Another attorney, Edward Wolfe, complained to Hunter Donaldson, in 2010 about the way it had treated the estate of Dr. James McClurkan. The Bremerton pediatrician and retired Navy doctor was killed in 2009 when he was hit by a car while bicycling in Kitsap County.
The letter was copied to the administrator of Tacoma General, which is run by MultiCare and where McClurkan received treatment, and to DSHS.
Wolfe wrote that Hunter Donaldson already had accepted more than $16,000 on MultiCare’s behalf from McClurkan’s auto insurance,
Now, instead of billing the doctor’s health insurance company, it was seeking another $52,000 from the settlement McClurkan’s widow negotiated with the responsible driver’s liability carrier, which had a limit of $100,000.

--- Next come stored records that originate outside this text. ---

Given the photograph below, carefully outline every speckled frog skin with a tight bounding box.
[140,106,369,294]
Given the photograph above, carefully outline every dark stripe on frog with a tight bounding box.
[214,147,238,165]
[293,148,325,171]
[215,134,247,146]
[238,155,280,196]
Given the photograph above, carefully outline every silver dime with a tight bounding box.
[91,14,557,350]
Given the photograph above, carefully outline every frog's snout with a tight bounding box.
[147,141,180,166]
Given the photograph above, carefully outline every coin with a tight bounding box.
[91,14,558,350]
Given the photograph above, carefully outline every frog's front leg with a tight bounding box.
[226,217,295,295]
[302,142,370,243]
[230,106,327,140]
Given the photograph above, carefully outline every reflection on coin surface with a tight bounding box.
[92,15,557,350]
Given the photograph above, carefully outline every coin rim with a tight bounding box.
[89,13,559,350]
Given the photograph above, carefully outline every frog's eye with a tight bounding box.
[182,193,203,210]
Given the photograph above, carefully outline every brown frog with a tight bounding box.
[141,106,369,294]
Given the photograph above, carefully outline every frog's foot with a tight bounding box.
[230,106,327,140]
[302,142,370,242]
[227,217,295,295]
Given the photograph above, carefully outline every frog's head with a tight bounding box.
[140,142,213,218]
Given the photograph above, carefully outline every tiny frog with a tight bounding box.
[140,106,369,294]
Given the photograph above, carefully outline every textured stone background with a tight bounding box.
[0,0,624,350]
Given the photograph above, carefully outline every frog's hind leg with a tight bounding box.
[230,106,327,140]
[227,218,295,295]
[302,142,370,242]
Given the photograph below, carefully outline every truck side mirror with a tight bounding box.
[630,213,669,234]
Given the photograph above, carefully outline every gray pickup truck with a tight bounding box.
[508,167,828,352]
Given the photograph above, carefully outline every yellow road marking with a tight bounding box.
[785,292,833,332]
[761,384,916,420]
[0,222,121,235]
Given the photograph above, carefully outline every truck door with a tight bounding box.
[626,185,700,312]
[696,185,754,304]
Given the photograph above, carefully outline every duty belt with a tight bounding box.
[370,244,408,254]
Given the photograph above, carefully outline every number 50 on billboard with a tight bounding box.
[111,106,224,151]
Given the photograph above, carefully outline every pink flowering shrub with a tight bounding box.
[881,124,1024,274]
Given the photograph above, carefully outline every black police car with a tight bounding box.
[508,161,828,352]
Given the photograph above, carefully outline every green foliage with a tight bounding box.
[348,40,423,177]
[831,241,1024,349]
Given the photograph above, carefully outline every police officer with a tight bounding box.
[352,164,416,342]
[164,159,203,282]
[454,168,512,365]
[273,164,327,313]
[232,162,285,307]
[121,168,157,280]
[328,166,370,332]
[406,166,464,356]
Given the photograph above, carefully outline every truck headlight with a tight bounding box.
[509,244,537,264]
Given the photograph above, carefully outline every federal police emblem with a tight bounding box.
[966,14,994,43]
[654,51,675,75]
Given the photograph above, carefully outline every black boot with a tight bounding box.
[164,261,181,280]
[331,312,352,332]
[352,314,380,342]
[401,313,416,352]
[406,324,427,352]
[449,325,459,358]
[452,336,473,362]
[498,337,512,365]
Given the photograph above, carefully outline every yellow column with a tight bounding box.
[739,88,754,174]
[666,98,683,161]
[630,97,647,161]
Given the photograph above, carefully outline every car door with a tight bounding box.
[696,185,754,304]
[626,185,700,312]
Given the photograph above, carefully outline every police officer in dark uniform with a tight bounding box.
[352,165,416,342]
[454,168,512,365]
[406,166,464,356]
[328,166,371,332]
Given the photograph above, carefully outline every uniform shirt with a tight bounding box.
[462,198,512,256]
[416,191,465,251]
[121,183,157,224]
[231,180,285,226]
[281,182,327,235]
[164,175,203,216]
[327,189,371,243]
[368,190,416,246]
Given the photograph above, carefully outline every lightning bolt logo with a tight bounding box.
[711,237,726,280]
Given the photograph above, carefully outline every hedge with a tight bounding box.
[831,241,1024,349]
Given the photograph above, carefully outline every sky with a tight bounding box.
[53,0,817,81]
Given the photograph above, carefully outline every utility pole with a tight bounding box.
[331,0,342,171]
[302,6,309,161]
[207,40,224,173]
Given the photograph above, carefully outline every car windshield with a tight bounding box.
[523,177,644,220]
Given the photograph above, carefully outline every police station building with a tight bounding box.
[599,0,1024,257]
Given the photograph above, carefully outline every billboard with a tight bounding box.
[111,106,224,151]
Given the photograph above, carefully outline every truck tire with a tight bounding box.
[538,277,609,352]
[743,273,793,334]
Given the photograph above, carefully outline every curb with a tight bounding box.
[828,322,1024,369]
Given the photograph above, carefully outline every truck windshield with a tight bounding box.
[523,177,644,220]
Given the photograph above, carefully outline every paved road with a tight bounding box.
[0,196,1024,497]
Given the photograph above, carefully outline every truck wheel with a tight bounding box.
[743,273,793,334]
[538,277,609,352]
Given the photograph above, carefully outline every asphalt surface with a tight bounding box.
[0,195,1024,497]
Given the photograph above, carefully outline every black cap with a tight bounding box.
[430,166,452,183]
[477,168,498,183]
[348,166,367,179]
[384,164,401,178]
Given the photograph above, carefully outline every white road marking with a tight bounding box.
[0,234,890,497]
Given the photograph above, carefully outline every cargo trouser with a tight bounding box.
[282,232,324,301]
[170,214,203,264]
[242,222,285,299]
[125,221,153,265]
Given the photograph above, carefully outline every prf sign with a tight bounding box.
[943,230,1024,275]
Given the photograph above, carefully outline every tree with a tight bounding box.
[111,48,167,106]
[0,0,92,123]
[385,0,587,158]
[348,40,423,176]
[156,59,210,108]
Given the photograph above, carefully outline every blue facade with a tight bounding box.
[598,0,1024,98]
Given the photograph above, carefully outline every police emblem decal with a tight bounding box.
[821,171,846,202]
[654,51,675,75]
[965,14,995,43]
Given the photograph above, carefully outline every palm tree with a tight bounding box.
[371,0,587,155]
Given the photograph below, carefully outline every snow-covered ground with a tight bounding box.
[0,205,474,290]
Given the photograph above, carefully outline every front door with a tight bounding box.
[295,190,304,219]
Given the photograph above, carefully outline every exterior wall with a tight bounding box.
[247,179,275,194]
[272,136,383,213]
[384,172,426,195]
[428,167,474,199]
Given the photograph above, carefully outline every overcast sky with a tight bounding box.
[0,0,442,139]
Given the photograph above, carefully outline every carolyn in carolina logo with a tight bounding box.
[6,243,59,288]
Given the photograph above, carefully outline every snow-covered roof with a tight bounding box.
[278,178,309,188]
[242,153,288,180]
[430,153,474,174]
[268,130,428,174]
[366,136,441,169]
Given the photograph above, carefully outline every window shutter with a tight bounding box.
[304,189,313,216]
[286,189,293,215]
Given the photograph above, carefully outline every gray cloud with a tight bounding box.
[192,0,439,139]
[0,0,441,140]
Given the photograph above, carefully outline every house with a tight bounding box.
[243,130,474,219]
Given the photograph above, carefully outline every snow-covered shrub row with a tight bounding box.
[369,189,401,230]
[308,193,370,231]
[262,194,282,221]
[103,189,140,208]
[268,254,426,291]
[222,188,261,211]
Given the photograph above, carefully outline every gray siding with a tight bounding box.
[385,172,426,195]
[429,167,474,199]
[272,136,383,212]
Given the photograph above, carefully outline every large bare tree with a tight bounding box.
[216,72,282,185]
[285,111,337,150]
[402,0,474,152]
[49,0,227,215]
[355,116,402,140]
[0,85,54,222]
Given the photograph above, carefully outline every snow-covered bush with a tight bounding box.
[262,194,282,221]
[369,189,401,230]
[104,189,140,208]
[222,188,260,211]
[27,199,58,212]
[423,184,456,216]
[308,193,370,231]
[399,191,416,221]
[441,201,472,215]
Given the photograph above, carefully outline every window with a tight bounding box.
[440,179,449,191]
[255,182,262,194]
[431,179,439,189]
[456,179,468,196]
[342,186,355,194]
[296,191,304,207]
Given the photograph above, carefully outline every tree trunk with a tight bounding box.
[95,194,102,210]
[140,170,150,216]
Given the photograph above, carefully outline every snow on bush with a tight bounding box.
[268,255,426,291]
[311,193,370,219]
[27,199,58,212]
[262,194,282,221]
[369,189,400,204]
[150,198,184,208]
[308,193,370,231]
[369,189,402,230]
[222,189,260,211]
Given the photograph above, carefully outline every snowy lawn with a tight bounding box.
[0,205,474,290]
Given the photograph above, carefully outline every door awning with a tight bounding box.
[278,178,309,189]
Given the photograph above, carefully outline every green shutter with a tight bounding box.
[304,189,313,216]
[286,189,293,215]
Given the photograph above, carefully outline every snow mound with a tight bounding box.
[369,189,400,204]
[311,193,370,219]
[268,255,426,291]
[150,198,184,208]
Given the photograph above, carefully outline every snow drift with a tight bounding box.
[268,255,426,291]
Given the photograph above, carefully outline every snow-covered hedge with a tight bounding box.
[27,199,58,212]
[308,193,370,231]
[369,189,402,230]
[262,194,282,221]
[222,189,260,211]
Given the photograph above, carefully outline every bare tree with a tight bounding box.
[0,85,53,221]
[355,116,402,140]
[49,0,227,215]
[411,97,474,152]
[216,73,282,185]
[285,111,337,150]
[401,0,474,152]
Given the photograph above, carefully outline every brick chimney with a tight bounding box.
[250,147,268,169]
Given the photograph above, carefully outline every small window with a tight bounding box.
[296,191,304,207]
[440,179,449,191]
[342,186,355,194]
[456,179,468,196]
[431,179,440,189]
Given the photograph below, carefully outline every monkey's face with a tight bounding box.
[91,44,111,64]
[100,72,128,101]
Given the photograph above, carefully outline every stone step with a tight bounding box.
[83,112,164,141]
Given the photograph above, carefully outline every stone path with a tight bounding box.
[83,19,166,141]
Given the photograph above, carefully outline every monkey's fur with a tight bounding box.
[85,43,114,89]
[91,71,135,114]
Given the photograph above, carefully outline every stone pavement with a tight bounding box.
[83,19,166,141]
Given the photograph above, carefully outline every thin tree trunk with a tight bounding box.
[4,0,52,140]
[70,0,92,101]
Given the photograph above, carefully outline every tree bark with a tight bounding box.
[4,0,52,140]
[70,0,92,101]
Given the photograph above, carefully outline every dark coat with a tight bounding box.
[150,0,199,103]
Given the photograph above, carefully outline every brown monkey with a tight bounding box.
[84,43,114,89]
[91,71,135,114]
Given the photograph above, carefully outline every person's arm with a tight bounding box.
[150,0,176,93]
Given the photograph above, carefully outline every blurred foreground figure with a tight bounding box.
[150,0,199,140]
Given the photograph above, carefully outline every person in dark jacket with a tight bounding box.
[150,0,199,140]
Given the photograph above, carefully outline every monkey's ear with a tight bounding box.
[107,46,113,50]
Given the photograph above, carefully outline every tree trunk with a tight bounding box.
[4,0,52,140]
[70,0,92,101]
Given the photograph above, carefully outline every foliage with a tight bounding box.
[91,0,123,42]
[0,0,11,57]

“You are surely aware that if this billing is submitted to Medicare, that Medicare will only pay a portion of the billing,” Wolfe wrote. “Hunter Donaldson’s position that it will not bill a patient’s health insurance but instead require that billings be first submitted to the liability carrier is unconscionable.
“After estate costs and burial expenses, that would leave Dr. McClurkan’s widow with less than $10,000.”
Wolfe then offered to settle the matter for $25,000, which was accepted by Ralph Wadsworth, the managing partner of Hunter Donaldson and a close business associate of Adams, court documents show.
“On one last note, we have been very successful in our efforts to convince most of the larger, more active (personal injury) firms that we stand on solid legal ground,” Wadsworth wrote in a May 12, 2010, email to Adams and Barronia, one of MultiCare’s in-house lawyers.
“While my gut reaction is to pursue Mr. Wolfe and ‘knock him off his feet,’ as a practical matter, we are, perhaps, better served to let a sleeping dog lie rather than run the very real risk of some small office such as Wolfe’s to file a class action suit. We certainly would prevail but at what expense?”
MultiCare fired Hunter Donaldson earlier this year after MultiCare officials concluded the collections agency had used “improper practices” in some of its dealings. The California-based company recently filed for bankruptcy protection.
Shortly after jettisoning Hunter Donaldson, MultiCare promised to make good on any improperly filed liens and set up a hot line for patients who believed an improper lien had been filed against them.
The hot line received fewer than 200 calls, MultiCare reported.
MultiCare paid out about $85,000 to patients who reported an improperly filed lien, according to MultiCare’s statement.
Last year, Cochran’s firm sued MultiCare and Hunter Donaldson, alleging they conspired to use inappropriately filed liens to generate revenue. Cochran has sought class-action status for the lawsuit, which grinds on in Pierce County Superior Court.